Yes it did choose the smaller one then. I was just a bit surprised that the mechanism was 1:1 since dynamic provisioning also being a thing, but only it seems with some storage class provisioners.

blairw · 15 Aug 2023 at 16:23

I'd look at dynamic provisioning here - https://kubernetes.io/docs/concepts/storage/persistent-volumes/

dreamcat4 · 16 Aug 2023 at 21:14

sorry for interjecting here. but can i take this opportunity to ask more generally about these kubes pv? would be very grateful thanks. (and not to disrupt or interfere with your existing conversation about it). if this question is not relevant / not actually matters to that...

just would be nice as an onlooker to get a better understanding of these persistent volumes official kubes api feature. for how it is now / where it's gotten to / where it can now fit into a broader landscape of different types or common categories of persistent online storage. for cloud services.

for example if the current version of the pv api lets you select and define appropriate backends for different classes / categories / performance / characteristics etc. as for what you specify that purpose for the pv to be used for.

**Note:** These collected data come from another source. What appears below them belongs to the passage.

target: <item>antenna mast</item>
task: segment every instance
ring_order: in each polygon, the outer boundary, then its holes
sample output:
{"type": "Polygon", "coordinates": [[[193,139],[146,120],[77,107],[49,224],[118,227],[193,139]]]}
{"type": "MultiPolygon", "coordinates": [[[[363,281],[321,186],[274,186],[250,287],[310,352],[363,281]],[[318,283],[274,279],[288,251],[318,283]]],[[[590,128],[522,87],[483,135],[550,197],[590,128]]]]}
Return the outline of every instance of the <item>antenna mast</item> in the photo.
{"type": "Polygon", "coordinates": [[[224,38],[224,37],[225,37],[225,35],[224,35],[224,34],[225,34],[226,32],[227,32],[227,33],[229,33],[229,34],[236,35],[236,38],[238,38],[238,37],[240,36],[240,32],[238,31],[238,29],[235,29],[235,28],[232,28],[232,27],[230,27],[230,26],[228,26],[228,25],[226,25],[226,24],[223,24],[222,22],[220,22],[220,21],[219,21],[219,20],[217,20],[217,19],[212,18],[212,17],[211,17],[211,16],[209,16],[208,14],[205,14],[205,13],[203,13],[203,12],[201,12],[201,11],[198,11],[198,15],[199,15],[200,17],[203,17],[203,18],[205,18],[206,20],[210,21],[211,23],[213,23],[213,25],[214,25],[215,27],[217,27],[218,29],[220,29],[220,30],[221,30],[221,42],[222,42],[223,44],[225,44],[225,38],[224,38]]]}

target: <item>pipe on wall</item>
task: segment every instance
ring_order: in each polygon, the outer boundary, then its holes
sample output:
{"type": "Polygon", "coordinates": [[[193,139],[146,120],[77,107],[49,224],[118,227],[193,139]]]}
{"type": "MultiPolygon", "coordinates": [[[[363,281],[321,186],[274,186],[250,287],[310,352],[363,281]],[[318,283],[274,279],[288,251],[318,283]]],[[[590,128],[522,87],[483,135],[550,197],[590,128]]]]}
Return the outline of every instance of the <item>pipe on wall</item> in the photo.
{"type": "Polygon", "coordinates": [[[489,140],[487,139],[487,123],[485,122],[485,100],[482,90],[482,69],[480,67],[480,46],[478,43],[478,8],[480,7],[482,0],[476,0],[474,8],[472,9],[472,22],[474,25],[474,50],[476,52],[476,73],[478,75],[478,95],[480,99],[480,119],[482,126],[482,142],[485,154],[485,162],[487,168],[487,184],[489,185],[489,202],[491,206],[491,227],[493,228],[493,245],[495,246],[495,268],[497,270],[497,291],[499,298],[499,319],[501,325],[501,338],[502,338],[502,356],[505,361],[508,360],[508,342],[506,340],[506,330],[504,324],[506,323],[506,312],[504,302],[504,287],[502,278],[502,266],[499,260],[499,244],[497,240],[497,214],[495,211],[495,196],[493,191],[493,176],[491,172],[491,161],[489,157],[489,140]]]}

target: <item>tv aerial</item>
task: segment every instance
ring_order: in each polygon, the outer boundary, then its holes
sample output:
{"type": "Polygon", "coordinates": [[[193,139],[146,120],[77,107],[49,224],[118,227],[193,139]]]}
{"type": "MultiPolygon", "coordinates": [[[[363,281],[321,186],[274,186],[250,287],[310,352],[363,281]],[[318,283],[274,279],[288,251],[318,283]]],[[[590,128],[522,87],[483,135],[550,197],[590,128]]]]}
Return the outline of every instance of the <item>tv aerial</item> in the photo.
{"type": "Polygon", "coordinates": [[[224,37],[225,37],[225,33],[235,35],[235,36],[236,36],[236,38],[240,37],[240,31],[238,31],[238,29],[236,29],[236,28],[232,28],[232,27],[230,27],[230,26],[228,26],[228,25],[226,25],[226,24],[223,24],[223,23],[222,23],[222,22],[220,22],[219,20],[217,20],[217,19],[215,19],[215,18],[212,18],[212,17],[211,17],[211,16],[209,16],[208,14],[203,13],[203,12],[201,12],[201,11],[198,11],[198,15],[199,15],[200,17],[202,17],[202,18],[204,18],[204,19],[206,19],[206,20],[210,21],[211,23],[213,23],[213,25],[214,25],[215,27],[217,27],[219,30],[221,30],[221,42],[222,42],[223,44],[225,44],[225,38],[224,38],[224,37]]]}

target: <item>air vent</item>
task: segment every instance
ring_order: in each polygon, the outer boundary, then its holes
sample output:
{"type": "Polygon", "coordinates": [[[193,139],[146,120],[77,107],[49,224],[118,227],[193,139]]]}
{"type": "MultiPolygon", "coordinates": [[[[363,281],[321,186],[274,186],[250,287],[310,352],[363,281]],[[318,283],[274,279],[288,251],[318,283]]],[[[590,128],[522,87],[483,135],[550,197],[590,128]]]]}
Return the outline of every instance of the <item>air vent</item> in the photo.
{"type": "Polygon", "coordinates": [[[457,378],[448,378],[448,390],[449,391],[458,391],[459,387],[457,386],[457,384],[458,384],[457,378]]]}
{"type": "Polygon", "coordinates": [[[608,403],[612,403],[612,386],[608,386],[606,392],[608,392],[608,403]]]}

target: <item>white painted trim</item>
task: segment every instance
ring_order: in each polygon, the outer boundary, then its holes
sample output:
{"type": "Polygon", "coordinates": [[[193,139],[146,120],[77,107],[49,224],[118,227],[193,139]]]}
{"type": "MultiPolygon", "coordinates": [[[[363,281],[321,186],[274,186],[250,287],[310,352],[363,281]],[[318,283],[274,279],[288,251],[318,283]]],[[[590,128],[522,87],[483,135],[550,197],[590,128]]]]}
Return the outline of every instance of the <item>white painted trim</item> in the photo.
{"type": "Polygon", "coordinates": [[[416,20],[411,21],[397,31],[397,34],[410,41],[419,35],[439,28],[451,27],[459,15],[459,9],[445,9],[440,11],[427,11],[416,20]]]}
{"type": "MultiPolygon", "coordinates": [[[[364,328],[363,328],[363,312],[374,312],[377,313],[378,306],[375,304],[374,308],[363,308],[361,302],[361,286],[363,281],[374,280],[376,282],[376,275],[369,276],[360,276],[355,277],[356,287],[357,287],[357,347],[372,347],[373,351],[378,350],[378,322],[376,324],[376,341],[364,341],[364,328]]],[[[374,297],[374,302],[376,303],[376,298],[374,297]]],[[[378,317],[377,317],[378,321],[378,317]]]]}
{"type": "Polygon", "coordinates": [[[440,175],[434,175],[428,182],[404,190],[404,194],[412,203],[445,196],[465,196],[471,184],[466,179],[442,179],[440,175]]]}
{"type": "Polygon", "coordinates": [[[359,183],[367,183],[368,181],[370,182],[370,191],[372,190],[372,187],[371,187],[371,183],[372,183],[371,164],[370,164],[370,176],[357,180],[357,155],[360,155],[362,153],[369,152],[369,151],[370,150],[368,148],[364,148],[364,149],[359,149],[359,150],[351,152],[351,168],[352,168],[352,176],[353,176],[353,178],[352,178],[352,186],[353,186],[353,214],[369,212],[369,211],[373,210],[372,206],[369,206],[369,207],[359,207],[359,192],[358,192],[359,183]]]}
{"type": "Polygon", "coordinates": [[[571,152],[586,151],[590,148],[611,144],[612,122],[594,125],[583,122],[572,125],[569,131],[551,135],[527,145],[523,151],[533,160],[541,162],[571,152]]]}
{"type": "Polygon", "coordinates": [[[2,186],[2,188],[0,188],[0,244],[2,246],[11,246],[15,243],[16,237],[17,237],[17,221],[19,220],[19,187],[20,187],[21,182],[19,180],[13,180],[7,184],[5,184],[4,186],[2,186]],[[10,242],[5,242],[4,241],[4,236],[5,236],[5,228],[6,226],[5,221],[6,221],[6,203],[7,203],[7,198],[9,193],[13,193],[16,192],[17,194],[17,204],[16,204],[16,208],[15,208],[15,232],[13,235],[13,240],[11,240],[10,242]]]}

since as a person who is not yet a kubernetes user (it's pretty scary! a daunting amount of stuff to learn)... i don't have the necessary time yet to research properly. but i suppose i can simply cite a few examples of different data storage backends. to highlight some different known categories (although some of these are similar to each other):

* fast local storage backend for a traditional relational database (with replication etc handled by the database, for example maybe postres) --> fast performance and coherency. for the rest of the app to then connect over regular http/tls postgre (or mysql) tcp connection to interact with the hopefully fast (enough) traditional db.
* large bulk cluster distributed storage (systems like ceph, that require several nodes to work) --> for large amounts of mass data served across many nodes. --> but perhaps a bit slower than 1)
* regular cloud wan storage over cloud provider apis, such as amazon s3 buckets api. --> useful for storing smaller amounts of data, for example settings. or other small data. or for larger amounts of data. but with a lower performance or longer service times than 2) since its over wan cloud apis
* other cloud provider specific apis for doing 1) and 2) which weren't already covered by 3)
* other locally replicated pv volumes where the data is distributed along with the same container machine nodes, for example like the vmware tiered approach (which is proprietary to vmware)
* many other ones... i guess some is specific kubes umbrella projects for supplying better distributed pvs. and other kubes vendors giving a paid service(s)

so presumably either the kubes pv api currently covers just the basic use case of 5) only. or otherwise it can also be more flexible and expressive for selecting appropriate data storage backend(s) to link to right? depending on the performance requirements of the specific volume being configured and setup for some specific container or app deployment.... depending for what it's intended use will be for? + also what selection of available backend you are choosing to be setting up and providing as possible options?

for example: if the deployment is to azure. they will have their own service offerings. versus civo? or google, aws etc. or self hosted (on prem cluster). or special kubes vendor etc.

so i suppose the main thrust of my question is: can everything be done thru modern kubes pv api now? (that was not before). or do we still need to rely also upon other apii / 3rd party kubes solution that hasn't been fully / officially integrated yet. to get access to all of the full range of useful stuff.

i suppose it does not matter unless is actually needed. the main purpose being an applications backend / database storage and replication. as per traditionally handled by 1) i.e. some postgres db (or equivalents / alternatives). since most of the rest is indeed supposed to be idempotent / read only push pipelines and baked into iteratively updating container image deploymants. for example all of the static assets etc. to get updated.